Луначарский и Горький вместе работали над сборником марксистской антимодернистской литературной критики «Литературный распад» (1908–1909) и над сборником «Очерки философии коллективизма» (1908). Находясь в эмиграции, Анатолий Васильевич сотрудничал в газетах «Киевская мысль» и «День».

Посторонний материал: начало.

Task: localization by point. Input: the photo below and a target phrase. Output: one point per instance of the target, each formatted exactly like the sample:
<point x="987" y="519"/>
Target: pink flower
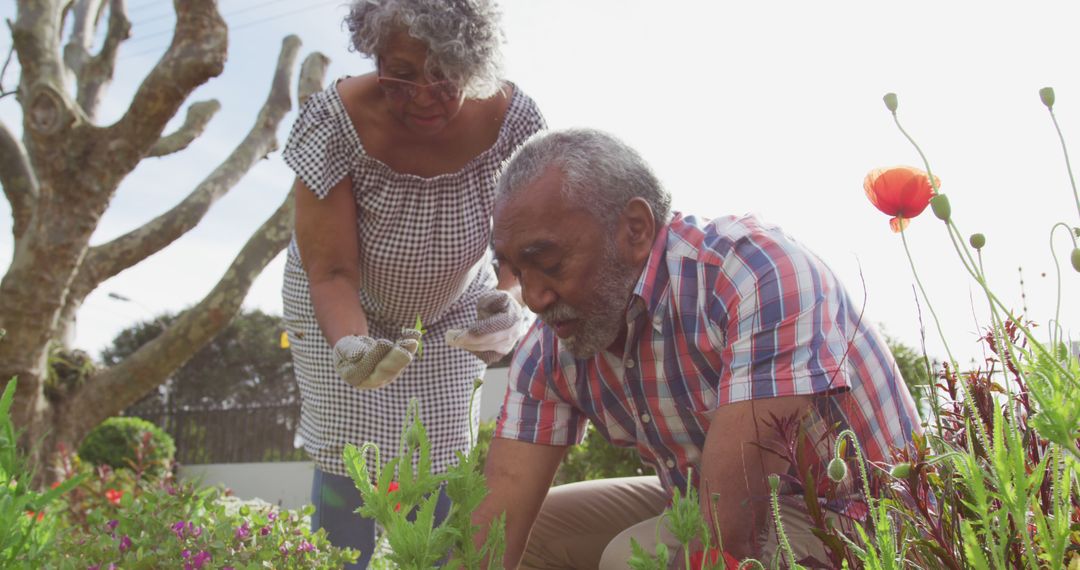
<point x="113" y="496"/>
<point x="902" y="192"/>
<point x="243" y="531"/>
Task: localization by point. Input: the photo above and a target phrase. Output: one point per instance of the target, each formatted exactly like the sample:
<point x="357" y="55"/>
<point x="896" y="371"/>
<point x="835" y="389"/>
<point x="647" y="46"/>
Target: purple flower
<point x="243" y="531"/>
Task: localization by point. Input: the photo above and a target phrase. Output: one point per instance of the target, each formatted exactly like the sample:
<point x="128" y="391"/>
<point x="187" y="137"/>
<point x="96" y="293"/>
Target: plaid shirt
<point x="725" y="311"/>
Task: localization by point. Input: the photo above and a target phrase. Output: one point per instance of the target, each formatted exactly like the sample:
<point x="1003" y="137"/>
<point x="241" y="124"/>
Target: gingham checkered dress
<point x="423" y="248"/>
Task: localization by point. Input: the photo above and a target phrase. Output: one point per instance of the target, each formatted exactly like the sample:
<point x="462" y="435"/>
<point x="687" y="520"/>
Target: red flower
<point x="392" y="488"/>
<point x="901" y="191"/>
<point x="698" y="559"/>
<point x="113" y="496"/>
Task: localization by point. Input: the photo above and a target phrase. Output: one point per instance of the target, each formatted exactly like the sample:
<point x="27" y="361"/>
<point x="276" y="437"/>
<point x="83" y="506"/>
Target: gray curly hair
<point x="601" y="173"/>
<point x="463" y="37"/>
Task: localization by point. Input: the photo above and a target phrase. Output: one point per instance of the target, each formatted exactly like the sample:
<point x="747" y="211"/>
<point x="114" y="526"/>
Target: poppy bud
<point x="837" y="470"/>
<point x="1047" y="94"/>
<point x="941" y="207"/>
<point x="890" y="102"/>
<point x="901" y="471"/>
<point x="415" y="436"/>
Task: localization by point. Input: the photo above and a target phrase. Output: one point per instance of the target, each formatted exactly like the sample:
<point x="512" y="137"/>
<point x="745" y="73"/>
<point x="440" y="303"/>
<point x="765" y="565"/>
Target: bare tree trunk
<point x="62" y="176"/>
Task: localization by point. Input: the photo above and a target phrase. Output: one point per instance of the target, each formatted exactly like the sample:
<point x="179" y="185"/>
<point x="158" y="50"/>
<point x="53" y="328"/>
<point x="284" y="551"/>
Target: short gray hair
<point x="601" y="173"/>
<point x="463" y="37"/>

Около тридцати статей посвятил Луначарский творчеству Горького: первая статья — «Дачники» (Правда. 1905. Апрель), последняя, написанная в конце жизни, — «Самгин». (Красная новь. 1932. № 9.) Не всё принимал Луначарский в творчестве Горького, не всегда его оценки совпадали с ленинскими. Так, он, не признавая художественных достоинств романа «Мать», объявил «изумительной социалистической поэмой» «Исповедь», находил и одобрял ницшеанское бунтарство в пьесах «Мещане» и «Дачники». Луначарский критиковал Горького за пессимизм в рассказах 1920-х годов. Но, даже полемизируя с Горьким, он называл его «первым великим писателем пролетариата», в котором этот класс «впервые осознает себя художественно, как он осознал себя философски и политически в Марксе, Энгельсе и Ленине». (Собрание сочинений. 1964. Т. 2. С. 141.)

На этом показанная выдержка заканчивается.